Mel Mahler: We stepped up our acquisition activity but we didn’t actually close more than we normally do. We had a lot more prospects, but we walked away from a lot of deals. If you look at the report I get every week — detailing the prospective acquisitions, both full company and fold-ins — that list got bigger and bigger over the last two to three years. We would go in and learn that they just weren’t good enough. There isn’t anything worse than buying a bad company. We would rather pay a good multiple and get a quality company.
Joe Nuccio: We did not. The reason we didn’t is we have a pretty diverse portfolio. We have all the channels — residential, small business, integrated systems, government. At all of our branches, through internal sales and through acquisitions, we have always covered those opportunities. So we have really just stayed the course. For example, Charlotte [N.C.] for us is a great residential market. It’s a great small business market. We didn’t really have a lot of large commercial like we have in all of our other branches, so we have looked in that area for a large commercial company. That is how we pinpoint. But really the economy didn’t force our hand. Our performance was good in 2009 and 2010, so we didn’t have to bolster anything. We just stayed with the same plan that we’ve had for the last seven or eight years.

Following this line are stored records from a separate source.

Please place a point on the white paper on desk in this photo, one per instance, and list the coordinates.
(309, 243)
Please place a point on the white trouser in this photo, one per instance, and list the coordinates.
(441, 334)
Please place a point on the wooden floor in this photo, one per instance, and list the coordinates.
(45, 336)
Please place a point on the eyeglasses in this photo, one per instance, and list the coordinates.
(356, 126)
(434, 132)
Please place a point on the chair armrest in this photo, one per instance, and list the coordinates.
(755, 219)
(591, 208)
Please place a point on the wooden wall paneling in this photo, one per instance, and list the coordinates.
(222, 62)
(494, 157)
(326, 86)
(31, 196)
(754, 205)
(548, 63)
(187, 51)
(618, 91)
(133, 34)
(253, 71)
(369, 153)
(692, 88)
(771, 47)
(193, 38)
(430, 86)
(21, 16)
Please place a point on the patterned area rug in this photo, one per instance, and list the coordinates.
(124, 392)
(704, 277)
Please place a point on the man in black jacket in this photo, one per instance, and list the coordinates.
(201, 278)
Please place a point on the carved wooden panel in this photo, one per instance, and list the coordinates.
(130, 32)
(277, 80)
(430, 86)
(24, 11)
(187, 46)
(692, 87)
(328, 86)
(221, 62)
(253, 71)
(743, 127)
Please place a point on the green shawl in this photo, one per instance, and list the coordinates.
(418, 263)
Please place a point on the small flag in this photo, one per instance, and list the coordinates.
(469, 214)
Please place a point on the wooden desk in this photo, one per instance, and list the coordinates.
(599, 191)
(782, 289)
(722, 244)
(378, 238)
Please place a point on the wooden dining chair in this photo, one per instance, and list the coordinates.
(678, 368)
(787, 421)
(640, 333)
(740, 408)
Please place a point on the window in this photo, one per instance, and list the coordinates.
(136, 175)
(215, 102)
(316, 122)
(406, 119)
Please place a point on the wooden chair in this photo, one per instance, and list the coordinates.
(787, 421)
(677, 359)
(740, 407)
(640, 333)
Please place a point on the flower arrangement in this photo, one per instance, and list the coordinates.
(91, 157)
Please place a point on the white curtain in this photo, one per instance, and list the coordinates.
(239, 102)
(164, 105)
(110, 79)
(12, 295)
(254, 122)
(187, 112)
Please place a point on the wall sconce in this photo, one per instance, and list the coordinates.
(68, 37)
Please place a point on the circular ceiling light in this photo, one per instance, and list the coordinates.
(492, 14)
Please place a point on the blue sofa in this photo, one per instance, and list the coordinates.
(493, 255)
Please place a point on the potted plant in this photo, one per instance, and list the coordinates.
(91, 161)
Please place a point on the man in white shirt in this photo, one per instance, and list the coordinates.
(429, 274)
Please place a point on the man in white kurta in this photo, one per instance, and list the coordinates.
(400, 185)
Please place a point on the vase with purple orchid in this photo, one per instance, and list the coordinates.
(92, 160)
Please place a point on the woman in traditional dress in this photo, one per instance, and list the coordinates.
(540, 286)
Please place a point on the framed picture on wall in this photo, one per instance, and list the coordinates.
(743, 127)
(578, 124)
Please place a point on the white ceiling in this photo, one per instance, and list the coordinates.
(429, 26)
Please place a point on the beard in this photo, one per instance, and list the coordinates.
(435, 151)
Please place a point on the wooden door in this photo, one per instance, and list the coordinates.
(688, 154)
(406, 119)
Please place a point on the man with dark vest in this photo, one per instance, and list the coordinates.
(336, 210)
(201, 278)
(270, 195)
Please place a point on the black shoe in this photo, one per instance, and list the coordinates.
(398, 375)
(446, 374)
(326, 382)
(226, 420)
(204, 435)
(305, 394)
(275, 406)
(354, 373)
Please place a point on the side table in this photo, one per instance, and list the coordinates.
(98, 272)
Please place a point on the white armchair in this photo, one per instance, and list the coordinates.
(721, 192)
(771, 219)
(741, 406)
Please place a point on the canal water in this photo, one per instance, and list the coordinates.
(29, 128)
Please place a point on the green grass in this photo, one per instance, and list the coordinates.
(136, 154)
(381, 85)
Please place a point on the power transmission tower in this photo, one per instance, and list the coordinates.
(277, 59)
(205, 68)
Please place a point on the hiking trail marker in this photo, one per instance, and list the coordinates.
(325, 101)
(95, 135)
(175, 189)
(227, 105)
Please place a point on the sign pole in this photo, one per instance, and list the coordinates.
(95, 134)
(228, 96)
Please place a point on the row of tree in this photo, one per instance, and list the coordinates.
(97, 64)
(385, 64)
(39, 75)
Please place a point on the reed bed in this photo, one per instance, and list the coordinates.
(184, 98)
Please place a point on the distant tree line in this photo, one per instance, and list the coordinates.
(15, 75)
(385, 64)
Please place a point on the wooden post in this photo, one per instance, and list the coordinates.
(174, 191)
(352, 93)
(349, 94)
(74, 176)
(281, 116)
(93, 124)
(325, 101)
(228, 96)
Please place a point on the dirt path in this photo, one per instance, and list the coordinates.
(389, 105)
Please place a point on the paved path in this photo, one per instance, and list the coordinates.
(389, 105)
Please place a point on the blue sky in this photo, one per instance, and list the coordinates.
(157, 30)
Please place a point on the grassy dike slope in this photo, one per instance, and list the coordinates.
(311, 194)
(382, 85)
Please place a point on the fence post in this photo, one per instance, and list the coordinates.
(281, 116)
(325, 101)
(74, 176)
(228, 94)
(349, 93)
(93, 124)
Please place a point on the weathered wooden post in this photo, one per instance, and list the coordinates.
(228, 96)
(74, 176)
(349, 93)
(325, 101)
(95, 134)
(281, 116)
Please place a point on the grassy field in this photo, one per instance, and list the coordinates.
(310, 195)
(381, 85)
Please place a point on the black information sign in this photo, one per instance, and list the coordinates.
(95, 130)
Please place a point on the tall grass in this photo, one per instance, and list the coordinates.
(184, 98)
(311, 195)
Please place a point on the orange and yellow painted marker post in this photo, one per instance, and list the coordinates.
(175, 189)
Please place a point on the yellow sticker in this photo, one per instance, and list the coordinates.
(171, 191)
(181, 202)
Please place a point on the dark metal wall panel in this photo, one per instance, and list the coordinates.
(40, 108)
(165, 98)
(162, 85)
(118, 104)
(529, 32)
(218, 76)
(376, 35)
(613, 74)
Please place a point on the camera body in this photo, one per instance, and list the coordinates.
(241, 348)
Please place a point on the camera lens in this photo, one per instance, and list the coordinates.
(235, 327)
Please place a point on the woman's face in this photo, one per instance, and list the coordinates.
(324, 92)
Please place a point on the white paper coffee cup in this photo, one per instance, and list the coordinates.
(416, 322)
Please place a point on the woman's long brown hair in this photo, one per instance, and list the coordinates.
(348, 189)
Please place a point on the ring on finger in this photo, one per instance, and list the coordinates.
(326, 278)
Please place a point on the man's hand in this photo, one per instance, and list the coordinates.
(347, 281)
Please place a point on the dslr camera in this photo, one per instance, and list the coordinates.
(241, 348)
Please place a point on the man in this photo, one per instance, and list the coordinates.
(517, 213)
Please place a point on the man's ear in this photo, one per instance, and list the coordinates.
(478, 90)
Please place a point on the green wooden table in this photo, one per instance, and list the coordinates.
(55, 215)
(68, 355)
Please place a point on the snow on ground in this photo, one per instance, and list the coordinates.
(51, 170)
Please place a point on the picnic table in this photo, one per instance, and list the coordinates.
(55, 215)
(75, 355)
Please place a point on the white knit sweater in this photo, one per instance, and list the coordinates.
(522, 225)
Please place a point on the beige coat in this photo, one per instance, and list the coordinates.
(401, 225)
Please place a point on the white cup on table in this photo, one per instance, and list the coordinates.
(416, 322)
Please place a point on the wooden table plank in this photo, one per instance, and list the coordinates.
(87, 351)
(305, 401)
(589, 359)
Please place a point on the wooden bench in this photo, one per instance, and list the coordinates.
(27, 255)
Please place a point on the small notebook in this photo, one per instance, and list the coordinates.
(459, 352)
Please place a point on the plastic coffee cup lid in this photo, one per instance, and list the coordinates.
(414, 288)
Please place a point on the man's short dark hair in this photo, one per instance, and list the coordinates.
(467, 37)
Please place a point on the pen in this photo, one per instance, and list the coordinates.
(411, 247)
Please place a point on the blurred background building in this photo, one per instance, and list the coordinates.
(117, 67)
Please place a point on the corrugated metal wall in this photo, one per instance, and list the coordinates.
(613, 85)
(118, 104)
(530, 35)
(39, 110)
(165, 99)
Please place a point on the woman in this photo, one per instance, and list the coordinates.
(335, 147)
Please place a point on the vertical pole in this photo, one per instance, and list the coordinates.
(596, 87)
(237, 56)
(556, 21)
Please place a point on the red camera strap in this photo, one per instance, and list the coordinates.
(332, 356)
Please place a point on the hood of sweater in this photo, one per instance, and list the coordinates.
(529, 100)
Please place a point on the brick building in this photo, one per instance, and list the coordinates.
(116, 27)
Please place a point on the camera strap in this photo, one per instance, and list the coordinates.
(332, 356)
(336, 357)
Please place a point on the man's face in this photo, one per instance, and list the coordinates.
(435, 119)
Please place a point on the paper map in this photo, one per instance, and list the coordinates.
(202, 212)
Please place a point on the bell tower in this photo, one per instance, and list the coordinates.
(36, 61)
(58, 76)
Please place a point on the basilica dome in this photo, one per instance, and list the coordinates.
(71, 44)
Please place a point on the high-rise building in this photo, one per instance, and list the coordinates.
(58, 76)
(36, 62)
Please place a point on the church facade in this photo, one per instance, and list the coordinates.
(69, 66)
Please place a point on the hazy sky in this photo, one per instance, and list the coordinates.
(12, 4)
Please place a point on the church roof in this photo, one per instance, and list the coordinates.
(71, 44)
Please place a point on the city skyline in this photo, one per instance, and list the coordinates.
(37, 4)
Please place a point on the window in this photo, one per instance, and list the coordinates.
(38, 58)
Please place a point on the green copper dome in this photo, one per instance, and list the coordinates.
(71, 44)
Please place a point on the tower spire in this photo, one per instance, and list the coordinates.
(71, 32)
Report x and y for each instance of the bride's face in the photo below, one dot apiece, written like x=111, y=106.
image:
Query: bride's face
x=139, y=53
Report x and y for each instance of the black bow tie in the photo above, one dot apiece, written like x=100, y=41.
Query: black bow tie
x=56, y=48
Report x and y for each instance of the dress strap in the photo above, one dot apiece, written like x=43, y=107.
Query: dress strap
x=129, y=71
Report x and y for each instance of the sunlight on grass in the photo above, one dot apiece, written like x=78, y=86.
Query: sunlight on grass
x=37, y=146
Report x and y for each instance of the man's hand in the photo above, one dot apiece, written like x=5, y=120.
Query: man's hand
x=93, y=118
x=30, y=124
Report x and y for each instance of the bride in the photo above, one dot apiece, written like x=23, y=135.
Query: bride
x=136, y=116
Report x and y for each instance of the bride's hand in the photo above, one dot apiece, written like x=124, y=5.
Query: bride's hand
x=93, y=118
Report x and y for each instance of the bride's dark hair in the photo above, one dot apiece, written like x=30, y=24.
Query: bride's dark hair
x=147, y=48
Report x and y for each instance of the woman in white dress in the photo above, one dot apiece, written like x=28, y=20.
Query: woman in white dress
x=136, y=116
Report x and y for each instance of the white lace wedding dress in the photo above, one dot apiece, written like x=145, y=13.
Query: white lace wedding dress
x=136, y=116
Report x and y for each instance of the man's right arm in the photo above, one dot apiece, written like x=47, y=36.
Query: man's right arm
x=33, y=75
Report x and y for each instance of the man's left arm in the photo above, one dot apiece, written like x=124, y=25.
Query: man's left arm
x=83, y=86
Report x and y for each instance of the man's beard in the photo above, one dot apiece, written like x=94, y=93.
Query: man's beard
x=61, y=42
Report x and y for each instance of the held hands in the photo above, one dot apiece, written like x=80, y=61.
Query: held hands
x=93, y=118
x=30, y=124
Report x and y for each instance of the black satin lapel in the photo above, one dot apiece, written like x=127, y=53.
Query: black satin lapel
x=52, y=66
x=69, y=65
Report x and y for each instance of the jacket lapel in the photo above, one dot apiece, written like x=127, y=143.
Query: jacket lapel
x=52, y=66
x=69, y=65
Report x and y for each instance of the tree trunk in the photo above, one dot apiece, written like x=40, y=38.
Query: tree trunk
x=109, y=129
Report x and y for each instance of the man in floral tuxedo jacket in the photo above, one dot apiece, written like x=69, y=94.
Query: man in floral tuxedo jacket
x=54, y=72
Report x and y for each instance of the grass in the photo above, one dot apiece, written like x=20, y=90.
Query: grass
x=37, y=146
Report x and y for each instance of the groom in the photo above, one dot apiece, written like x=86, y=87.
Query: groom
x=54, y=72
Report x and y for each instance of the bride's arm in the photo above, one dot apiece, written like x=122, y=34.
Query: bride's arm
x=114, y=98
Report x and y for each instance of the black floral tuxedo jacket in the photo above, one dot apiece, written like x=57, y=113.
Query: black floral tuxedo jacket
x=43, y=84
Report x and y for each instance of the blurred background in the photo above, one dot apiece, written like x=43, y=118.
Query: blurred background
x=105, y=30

Pam Petrow: We responded early and quickly to the economic and market changes over the past few years. Despite the recession there was still business to be won and we focused on those opportunities. Vector has had very positive results in spite of the recession. Therefore, we did not have the need to use acquisitions as a counterbalance to underperformance or to offset spikes in attrition. We were in the positive position of being able to continue our strategy of integrating high quality companies with talented people.
Brad Tolliver: We used to do more larger-scale projects, more integrated-style projects when the building industry was strong and booming. About two-and-a-half years ago we refocused back on RMR growth. As a result of that our RMR growth has been strong and regardless of the challenges of the economy we’re still having solid RMR growth years. In fact, we’re experiencing record organic growth and overall RMR growth. That caused us to refocus. We compensated in the right direction for the lack of the construction industry.
What are your acquisition plans for 2011, and how does it contrast with your organic growth initiatives?
Mahler: We have more prospective acquisitions now in our active working base, but we really feel that we can’t add more than one new location per year. Right now I have four companies in mind — one of those will close in 2011. If two of them came at me I would have to slow walk the other into 2012. You have to really make the people in that operation feel good and successful. Otherwise you just spent the money and you are not going to get the desired results. So we will do one new platform or location per year.
The fold-ins — smaller companies that want to sell their accounts that we fold into our 15 locations — if it were possible I would do one per week. Namely because these are high margin transactions. We have done more than 80 fold-ins. You are able to retain the best salespeople, the best technicians and keep none of the infrastructure. If their accounts average $30 per month in RMR, and your cost is $5 per month to monitor and bill, just think what that margin is.
Nuccio: For us it is lock and load. If we feel there is great opportunity, we are going to be aggressive. There are a lot of opportunities we still have in our [inventory of potential sellers] that we are going to pursue. We think the market and the pricing are right. We think the fits are right and it will continue to leverage our company, so internally we continue to create more internal sales and look at different channels. We look at what are the best opportunities to opening up new markets and our continued strategy of leveraging current infrastructure by adding a channel into it, or just more customers to sell to has worked really well in this economy for us. It has also worked well for the buyers.